Não sei porquê hoje... Não sei sequer porquê, ao fim de tanto tempo. Mas até sei. Porque estou de volta, não é? Já estava a estranhar estar aqui e isto não acontecer. Estava a tardar...

Hoje voltei a encontrar-te. Não, não foi preciso ver-te na rua, porque na minha cabeça ainda te vejo nitidamente. Ainda nos vejo nitidamente. Acho que nunca vou deixar de ver. É engraçado (ou não), mas às vezes passo meses sem conseguir rever a tua cara, sem me lembrar de ti, sem lembrar, ponto. E depois tenho estes dias em que não consigo livrar-me de nós, em que recordar dói tanto (como dói) que não sei como é que não se vê, como é que consigo respirar. Mas consigo.

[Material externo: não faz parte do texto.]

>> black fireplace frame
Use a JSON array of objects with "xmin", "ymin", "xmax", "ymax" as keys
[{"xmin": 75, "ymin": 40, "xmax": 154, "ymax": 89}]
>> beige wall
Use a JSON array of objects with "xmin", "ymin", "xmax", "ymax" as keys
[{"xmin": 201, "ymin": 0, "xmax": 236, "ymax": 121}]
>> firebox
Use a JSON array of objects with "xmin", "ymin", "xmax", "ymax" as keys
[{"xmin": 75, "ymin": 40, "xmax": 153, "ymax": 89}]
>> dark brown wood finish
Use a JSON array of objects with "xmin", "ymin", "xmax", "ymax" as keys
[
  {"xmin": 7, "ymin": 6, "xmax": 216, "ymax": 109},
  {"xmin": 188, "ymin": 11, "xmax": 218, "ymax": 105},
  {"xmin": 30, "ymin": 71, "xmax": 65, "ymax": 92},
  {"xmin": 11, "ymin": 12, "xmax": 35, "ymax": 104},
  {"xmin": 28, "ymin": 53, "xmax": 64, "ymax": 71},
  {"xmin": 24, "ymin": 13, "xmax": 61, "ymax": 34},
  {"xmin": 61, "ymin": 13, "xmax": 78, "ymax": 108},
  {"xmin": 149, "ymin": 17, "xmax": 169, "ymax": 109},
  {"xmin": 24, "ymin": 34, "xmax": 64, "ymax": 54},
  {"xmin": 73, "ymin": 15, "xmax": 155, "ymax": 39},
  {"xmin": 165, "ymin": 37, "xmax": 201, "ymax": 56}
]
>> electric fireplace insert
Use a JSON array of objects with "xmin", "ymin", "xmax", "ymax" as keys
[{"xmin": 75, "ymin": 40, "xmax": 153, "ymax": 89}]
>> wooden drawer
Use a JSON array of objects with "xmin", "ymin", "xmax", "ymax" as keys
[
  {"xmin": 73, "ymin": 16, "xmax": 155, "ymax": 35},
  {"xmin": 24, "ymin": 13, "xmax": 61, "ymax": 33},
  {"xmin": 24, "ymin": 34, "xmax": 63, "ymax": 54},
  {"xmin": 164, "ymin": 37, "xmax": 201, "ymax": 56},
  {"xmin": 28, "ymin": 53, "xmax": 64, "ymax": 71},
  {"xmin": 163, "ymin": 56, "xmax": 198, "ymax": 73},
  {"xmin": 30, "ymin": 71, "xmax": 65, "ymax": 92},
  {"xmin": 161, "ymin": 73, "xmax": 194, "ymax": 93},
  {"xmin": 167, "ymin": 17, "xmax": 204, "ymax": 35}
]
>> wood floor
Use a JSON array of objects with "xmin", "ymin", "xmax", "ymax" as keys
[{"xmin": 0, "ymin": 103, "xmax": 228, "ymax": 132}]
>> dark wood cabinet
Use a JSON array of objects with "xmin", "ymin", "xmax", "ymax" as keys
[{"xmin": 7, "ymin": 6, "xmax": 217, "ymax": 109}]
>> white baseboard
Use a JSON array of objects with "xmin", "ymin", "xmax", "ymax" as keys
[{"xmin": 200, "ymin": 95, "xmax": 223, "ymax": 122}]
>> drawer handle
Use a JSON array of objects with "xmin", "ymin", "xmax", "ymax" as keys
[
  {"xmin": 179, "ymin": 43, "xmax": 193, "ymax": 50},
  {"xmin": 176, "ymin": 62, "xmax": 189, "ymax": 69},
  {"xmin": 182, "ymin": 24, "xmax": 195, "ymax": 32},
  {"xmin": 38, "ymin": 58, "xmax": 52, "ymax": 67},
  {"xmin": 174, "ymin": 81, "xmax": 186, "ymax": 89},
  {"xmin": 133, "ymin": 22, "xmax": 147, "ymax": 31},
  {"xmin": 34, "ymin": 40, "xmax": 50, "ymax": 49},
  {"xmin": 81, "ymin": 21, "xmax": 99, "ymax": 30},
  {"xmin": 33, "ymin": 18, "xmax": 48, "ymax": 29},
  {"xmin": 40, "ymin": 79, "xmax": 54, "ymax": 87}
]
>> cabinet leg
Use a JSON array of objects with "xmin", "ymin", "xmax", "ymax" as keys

Não é porque eu quero voltar a ver-te (quero?). Já não ando pelas ruas à espera de te encontrar. Já não custa tanto passar nos "nossos" sítios. Mas acho que, embora na altura não sinta nada de especial, acumula-se tudo e depois tenho pesadelos como o de ontem, aos quais se seguem dias como hoje. Em que me lembro de tudo. Em que estou a fazer alguma coisa e, não sei como, não sei de onde, apareces tu. Apareço eu.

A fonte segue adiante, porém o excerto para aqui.